Hypoxia requires metabolic adaptations to sustain energetically demanding cellular activities. While the metabolic consequences of hypoxia have been studied extensively in cancer cell models, comparatively little is known about how primary cell metabolism responds to hypoxia. Thus, we developed metabolic flux models for human lung fibroblast and pulmonary artery smooth muscle cells proliferating in hypoxia. Unexpectedly, we found that hypoxia decreased glycolysis despite activation of hypoxia-inducible factor 1 alpha (HIF-1 alpha) and increased glycolytic enzyme expression.

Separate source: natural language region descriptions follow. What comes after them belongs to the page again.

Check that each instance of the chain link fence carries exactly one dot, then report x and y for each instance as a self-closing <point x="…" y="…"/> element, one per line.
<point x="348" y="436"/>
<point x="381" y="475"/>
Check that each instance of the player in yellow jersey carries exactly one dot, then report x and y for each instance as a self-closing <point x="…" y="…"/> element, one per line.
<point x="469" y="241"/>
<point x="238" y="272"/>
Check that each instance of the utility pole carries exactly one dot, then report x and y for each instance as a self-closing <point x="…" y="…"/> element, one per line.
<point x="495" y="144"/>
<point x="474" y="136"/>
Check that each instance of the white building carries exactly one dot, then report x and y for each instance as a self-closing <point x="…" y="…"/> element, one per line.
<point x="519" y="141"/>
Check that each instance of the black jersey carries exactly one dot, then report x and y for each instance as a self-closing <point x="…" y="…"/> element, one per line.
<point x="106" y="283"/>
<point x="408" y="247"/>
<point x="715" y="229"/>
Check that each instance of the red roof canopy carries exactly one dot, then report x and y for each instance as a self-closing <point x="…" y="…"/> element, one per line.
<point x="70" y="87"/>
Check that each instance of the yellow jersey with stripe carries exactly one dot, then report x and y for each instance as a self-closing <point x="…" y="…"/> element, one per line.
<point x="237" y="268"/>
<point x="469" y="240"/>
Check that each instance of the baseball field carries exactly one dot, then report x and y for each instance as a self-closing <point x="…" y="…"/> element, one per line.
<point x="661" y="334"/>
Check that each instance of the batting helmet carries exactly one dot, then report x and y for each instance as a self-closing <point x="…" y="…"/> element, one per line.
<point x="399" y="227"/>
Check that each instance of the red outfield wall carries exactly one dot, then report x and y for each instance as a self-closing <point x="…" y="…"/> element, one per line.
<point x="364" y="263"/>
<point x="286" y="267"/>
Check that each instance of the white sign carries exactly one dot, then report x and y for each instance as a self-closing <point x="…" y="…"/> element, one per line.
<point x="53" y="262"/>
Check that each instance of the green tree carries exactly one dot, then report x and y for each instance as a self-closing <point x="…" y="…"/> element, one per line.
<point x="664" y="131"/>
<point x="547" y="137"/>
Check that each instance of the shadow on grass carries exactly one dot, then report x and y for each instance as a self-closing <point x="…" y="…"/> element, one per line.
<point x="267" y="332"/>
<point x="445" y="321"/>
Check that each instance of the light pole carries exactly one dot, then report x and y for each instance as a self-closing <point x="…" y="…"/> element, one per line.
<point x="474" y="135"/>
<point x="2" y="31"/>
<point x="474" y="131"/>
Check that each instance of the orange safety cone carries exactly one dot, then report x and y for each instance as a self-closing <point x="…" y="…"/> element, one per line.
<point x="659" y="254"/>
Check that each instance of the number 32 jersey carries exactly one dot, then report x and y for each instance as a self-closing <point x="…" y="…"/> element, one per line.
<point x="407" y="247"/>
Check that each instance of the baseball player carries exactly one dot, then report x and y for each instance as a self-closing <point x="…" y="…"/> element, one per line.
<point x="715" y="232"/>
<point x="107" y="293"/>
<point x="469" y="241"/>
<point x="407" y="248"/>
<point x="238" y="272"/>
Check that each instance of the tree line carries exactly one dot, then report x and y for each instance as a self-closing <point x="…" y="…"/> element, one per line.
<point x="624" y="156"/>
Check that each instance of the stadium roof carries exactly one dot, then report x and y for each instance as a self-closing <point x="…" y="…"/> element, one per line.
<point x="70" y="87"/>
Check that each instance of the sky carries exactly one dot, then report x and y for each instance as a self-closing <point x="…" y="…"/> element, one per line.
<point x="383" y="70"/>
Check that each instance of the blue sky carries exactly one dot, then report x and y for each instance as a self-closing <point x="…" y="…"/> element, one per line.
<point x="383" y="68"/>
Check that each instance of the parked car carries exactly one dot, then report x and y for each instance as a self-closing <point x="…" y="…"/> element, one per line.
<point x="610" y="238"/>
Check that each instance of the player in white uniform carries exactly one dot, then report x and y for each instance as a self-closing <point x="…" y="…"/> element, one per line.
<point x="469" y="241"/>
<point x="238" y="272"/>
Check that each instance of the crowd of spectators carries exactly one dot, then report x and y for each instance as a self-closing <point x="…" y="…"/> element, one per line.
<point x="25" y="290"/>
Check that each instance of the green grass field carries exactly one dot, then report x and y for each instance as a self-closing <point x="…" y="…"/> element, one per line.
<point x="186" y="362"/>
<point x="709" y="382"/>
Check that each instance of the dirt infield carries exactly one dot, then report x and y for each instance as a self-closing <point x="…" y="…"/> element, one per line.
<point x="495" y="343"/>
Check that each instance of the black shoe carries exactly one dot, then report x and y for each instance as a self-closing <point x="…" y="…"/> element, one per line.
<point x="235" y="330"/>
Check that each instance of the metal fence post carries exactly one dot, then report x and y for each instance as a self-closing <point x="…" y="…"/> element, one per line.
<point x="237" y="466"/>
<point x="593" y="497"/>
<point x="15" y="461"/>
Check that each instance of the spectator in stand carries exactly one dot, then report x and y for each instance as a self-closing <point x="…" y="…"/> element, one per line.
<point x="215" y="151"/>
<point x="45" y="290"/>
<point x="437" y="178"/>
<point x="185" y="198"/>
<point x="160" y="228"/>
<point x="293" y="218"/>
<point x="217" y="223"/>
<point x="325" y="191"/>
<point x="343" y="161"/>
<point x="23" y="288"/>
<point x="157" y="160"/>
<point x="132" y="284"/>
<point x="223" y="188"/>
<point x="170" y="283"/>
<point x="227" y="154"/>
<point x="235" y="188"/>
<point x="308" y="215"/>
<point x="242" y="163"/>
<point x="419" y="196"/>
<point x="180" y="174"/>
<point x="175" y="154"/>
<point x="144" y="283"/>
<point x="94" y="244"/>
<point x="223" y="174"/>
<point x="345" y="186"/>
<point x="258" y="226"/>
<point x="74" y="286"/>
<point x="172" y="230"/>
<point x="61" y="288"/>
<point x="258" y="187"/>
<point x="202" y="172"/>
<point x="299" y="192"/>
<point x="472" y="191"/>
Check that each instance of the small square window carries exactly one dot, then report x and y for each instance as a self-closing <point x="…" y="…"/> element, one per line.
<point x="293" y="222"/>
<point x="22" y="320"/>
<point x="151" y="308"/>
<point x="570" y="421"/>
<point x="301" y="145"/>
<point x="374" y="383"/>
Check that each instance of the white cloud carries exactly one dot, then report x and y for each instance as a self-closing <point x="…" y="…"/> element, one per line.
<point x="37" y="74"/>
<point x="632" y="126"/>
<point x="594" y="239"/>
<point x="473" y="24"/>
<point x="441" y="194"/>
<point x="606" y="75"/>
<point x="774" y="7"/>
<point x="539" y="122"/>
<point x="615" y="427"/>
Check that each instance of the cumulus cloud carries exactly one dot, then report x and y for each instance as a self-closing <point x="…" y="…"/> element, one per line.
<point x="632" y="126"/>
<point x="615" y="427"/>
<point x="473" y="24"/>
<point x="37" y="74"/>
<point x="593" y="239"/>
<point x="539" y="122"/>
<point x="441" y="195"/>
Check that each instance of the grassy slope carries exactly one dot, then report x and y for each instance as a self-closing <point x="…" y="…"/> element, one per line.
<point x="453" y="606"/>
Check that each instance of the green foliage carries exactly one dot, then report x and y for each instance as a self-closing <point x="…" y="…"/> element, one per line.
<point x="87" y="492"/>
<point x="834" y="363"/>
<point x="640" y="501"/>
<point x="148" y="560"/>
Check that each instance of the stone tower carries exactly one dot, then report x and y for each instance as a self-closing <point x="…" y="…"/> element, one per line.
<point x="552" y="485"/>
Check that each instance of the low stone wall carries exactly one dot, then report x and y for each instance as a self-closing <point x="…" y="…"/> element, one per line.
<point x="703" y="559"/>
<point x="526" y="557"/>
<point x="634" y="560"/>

While HIF-1 alpha activation in normoxia by prolyl hydroxylase (PHD) inhibition did increase glycolysis, hypoxia blocked this effect. Multi-omic profiling revealed distinct molecular responses to hypoxia and PHD inhibition, and suggested a critical role for MYC in modulating HIF-1 alpha responses to hypoxia. Consistent with this hypothesis, MYC knockdown in hypoxia increased glycolysis and MYC over-expression in normoxia decreased glycolysis stimulated by PHD inhibition. These data suggest that MYC signaling in hypoxia uncouples an increase in HIF-dependent glycolytic gene transcription from glycolytic flux. Editor's evaluation The manuscript by Copeland and colleagues describes the impact of HIF1a, MYC and metabolism in pulmonary lung fibroblast and pulmonary artery smooth muscle cell phenotype, which is highly relevant to pulmonary vascular disease. The work includes metabolic flux assays of cultured cells, using a combination of metabolite concentration assessments, stable isotope-labeled substrates coupled with mass spectrometry, mathematical modeling, and cell proliferation analysis. Overall the findings are that there is an unexpected drop in lactate production in hypoxia and with HIF augmentation. These studies will add to the field's understanding of the role of HIF and cellular metabolism in pulmonary hypertension.